For those who work on variable pay it was even more complicated. Payroll systems by design do not always like to reference previous years values – we’re taught that 2 tax years do not cross, however now we needed payroll to look back to the previous tax year to work out the average pay calculations. (Thank goodness many suppliers had made this available for the Annual Leave changes which recently came into effect!).

The difficulty for many employees was understanding what the average pay actually meant. The guidance states to divide the total earnings in the full year by the number of days from the start of the tax year – including non-working days (up to the day before they were furloughed, or 5 April 2020 – whichever is earlier).

However, this caused confusion for many employees who did not work every single week/month in the tax year. Lots of employees thought:

“I worked in April, June, September and January In the last year and I earned £300 in each of those months. My average is £300!”

That is incorrect – as the average pay over the whole tax year is £1200 / 365 days x 30 in April would mean an average pay of £98.63, a significant difference.

What to do about Salary Sacrifice?

The guidance on salary sacrifice was not forthcoming in the early days of the CJRS and there was some last minute updates to the guidance (well, last minute in the context of running payrolls).
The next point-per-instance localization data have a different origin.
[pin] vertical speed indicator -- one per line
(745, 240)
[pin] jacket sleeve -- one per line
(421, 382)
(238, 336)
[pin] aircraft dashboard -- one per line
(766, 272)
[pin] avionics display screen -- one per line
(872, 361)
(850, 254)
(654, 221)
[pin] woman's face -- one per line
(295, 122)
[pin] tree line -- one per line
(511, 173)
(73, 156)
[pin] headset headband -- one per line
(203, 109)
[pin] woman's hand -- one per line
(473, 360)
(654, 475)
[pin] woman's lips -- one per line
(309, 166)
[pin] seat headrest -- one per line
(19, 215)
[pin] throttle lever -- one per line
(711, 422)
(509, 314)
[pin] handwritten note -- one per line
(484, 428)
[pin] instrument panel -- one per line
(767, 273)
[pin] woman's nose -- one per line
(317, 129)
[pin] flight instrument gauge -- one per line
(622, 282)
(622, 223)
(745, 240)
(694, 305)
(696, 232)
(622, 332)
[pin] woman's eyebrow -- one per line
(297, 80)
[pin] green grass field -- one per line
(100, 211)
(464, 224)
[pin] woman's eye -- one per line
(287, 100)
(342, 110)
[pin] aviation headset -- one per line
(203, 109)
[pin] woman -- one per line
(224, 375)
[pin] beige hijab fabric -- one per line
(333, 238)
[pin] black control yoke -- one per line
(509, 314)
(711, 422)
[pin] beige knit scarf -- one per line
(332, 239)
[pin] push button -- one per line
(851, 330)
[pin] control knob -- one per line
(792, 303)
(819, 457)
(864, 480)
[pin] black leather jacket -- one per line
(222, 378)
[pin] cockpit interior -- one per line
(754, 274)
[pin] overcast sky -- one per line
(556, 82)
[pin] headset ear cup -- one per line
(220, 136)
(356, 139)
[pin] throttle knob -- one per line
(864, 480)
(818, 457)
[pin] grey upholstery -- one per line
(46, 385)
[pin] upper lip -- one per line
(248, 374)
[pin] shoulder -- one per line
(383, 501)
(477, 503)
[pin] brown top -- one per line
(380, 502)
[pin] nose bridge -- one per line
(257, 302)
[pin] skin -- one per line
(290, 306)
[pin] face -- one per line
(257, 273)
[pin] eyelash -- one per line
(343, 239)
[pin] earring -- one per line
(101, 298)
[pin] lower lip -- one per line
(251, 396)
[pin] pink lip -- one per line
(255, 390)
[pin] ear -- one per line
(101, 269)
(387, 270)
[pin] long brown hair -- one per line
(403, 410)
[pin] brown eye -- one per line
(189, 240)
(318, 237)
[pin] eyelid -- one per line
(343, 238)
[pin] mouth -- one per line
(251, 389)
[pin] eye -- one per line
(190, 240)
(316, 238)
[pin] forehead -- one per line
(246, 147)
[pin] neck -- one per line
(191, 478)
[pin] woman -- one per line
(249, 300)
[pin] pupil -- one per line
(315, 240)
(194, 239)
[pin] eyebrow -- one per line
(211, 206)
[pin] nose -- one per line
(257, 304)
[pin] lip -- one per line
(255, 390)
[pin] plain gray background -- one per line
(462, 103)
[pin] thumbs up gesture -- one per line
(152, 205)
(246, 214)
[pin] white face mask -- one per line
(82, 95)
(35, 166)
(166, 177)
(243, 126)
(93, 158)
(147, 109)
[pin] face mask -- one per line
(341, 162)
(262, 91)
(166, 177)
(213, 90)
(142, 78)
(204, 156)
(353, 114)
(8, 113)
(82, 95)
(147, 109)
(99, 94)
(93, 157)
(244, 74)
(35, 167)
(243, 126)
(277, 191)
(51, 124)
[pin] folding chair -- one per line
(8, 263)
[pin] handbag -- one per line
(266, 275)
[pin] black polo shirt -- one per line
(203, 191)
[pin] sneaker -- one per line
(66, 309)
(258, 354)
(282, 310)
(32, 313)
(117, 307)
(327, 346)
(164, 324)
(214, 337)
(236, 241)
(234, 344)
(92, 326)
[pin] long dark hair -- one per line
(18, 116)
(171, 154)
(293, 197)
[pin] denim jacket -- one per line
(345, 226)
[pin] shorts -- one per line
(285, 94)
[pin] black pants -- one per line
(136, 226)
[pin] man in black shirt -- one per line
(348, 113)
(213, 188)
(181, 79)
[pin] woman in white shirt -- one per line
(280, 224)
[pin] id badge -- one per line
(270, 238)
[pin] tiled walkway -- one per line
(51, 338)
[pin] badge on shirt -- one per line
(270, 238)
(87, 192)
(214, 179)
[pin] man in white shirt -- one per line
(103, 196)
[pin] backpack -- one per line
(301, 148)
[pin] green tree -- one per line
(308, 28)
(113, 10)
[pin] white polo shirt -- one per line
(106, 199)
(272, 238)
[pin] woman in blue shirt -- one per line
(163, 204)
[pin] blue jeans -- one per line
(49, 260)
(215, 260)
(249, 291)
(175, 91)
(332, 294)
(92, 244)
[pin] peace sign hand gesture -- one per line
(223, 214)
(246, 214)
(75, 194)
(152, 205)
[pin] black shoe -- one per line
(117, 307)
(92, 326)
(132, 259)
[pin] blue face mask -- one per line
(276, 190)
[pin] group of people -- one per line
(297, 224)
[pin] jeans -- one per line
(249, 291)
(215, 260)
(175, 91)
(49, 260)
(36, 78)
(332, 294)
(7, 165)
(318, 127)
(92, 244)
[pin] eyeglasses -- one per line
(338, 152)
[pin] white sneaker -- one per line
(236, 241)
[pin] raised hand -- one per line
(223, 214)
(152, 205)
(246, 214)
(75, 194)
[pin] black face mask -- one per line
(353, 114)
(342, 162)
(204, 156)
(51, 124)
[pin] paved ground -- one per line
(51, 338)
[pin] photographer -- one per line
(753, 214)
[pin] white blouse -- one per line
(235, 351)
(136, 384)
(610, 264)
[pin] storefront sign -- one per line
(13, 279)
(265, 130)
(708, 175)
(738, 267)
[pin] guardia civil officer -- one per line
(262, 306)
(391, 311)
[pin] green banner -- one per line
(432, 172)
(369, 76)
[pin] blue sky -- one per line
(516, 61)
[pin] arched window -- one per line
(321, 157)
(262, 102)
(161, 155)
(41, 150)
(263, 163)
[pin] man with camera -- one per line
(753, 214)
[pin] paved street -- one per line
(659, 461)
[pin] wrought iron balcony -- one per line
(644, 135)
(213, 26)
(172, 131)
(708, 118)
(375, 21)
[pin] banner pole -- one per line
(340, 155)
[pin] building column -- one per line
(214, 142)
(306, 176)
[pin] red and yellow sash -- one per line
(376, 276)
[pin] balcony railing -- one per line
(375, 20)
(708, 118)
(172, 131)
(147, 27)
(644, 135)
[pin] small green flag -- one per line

Salary sacrifice pensions were (and continue to be) a real headache for 2 reasons:

1 – should we include the pre or post salary sacrifice values?

2 –  Should we top up the employees salary sacrifice

The guidance has now been updated but it is interesting again to see the different approaches taken by clients, some paid the employee pension in addition to the employer pension as the salary sacrifice couldn’t be taken from the Furlough pay, whilst others changed pension schemes to be Net schemes, deducting from the net pay after the Furlough had been calculated.

Staff paid in arrears – what a nightmare!

The biggest consideration around communicating what employees were going to be paid was identifying those employees who are paid in arrears. For example, if in April employees would usually be paid the hours they worked in March, and they were not furloughed until the 20th March then the pay in April was only for 11 days of Furlough. However, contracted and salaried staff were receiving pay for the whole month of April. Employees who have both casual and contracted roles were even more confusing.

Some clients decided to pay for half of March and all of April for their ‘in arrears’ payrolls, the issue this presents is when the employees do return to work they may be paid in June for Furlough Payments, return to work in July but when have no hours to be paid in the July payroll run for June and therefore ‘miss a month’s pay’. Perhaps this presents an opportunity to make changes to the way employees are paid in the future – why pay a month in arrears if systems allow for a ‘real time’ payment options.

Multiple Pay Periods on the Same Payroll

Having been through the multiple different scenarios to calculate Furlough for clients the final challenge was actually submitting the claims to HMRC. This was fun!

The system is designed well (yes I do give HMRC some credit) albeit the guidance which accompanies this is fairly limited. The first Issue we came across was with employers who have employees paid over multiple pay cycles, e.g. 2 different paydays in the same calendar month. Although the employees are completely separate the system does not allow for claims to overlap on dates with the same company – which is very difficult to manage! This means for organisations with Weekly and Monthly payrolls the reimbursement for weekly payrolls cannot take place until the end of the month when all the weekly and monthly payrolls have been paid.

I have to say that I applaud every payroll professional in the world right now dealing with such complicated issues. Not only is every employee who is Furloughed trying to cope on reduced pay or with a payslip which doesn’t make much sense, once the payments have been sent to employees the volume of queries has increased massively. Well done to anyone involved in this process, and thank you to our clients and employees of our clients for your patience and understanding during this time.